ECLI:NL:CRVB:2009:BI1942

Centrale Raad van Beroep

Datum uitspraak
22 april 2009
Publicatiedatum
5 april 2013
Zaaknummer
07-4814 WAO
Instantie
Centrale Raad van Beroep
Type
Uitspraak
Rechtsgebied
Bestuursrecht; Socialezekerheidsrecht
Procedures
  • Hoger beroep
Rechters
Vindplaatsen
  • Rechtspraak.nl
AI samenvatting door LexboostAutomatisch gegenereerd

Afwijzing verzoek om vergoeding van kosten rapport Instituut Psychosofia in WAO-zaak

In deze zaak gaat het om het hoger beroep van appellant tegen de uitspraak van de rechtbank Rotterdam van 20 juli 2007, waarin het beroep tegen een besluit van het Uitvoeringsinstituut werknemersverzekeringen (Uwv) werd behandeld. Het Uwv had bij besluit van 11 april 2006 de WAO-uitkering van appellant ingetrokken. Appellant heeft in de bezwaarprocedure een rapport van het Instituut Psychosofia ingebracht, maar het Uwv heeft in zijn bestreden besluit van 11 januari 2007 de WAO-uitkering ongewijzigd voortgezet en het verzoek om vergoeding van de kosten van het rapport afgewezen. De rechtbank heeft het beroep tegen dit besluit gegrond verklaard, maar ook het verzoek om vergoeding van de kosten van het rapport afgewezen.

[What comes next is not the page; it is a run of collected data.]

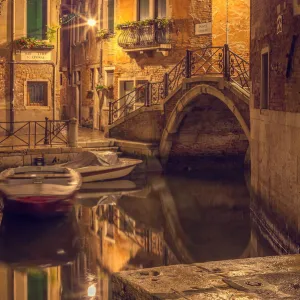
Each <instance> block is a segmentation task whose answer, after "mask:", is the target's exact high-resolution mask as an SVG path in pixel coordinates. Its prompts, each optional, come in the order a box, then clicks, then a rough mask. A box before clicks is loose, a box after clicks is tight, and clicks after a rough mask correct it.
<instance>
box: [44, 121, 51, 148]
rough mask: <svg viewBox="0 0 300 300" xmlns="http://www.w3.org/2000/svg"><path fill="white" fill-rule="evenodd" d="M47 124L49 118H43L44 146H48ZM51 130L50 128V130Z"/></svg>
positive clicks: (48, 142)
mask: <svg viewBox="0 0 300 300" xmlns="http://www.w3.org/2000/svg"><path fill="white" fill-rule="evenodd" d="M48 122H49V118H47V117H46V118H45V138H44V145H49V130H48ZM50 129H51V128H50Z"/></svg>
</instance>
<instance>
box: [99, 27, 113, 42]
mask: <svg viewBox="0 0 300 300" xmlns="http://www.w3.org/2000/svg"><path fill="white" fill-rule="evenodd" d="M111 37H113V33H111V32H108V31H107V30H104V29H100V30H98V31H97V32H96V38H98V39H100V40H107V39H109V38H111Z"/></svg>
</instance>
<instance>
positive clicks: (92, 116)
mask: <svg viewBox="0 0 300 300" xmlns="http://www.w3.org/2000/svg"><path fill="white" fill-rule="evenodd" d="M89 117H90V119H93V118H94V107H89Z"/></svg>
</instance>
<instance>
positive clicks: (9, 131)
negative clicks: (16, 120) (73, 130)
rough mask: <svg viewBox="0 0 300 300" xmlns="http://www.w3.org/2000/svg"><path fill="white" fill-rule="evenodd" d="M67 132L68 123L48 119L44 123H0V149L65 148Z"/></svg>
mask: <svg viewBox="0 0 300 300" xmlns="http://www.w3.org/2000/svg"><path fill="white" fill-rule="evenodd" d="M12 125H13V126H12ZM12 127H13V130H12V129H11V128H12ZM68 131H69V121H58V120H48V118H46V119H45V121H20V122H13V124H12V123H11V122H0V148H11V149H14V148H24V147H25V148H35V147H40V146H66V145H68Z"/></svg>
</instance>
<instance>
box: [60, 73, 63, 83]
mask: <svg viewBox="0 0 300 300" xmlns="http://www.w3.org/2000/svg"><path fill="white" fill-rule="evenodd" d="M59 83H60V86H62V85H63V74H62V73H59Z"/></svg>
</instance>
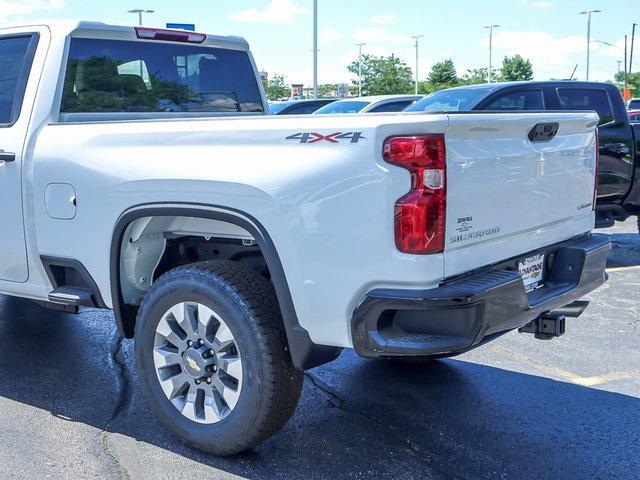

De Centrale Raad van Beroep heeft op 22 april 2009 uitspraak gedaan in deze zaak. De Raad verwijst naar zijn eerdere jurisprudentie, waarin is vastgesteld dat kosten voor een rapport van het Instituut Psychosofia niet voor vergoeding in aanmerking komen. De Raad concludeert dat de rechtbank de afwijzing van het verzoek om vergoeding van de kosten terecht heeft gedaan. De uitspraak van de rechtbank wordt bevestigd, voor zover deze is aangevochten. De Raad acht geen termen aanwezig om toepassing te geven aan artikel 8:75 van de Algemene wet bestuursrecht (Awb), wat betekent dat er geen proceskostenvergoeding wordt toegekend aan appellant.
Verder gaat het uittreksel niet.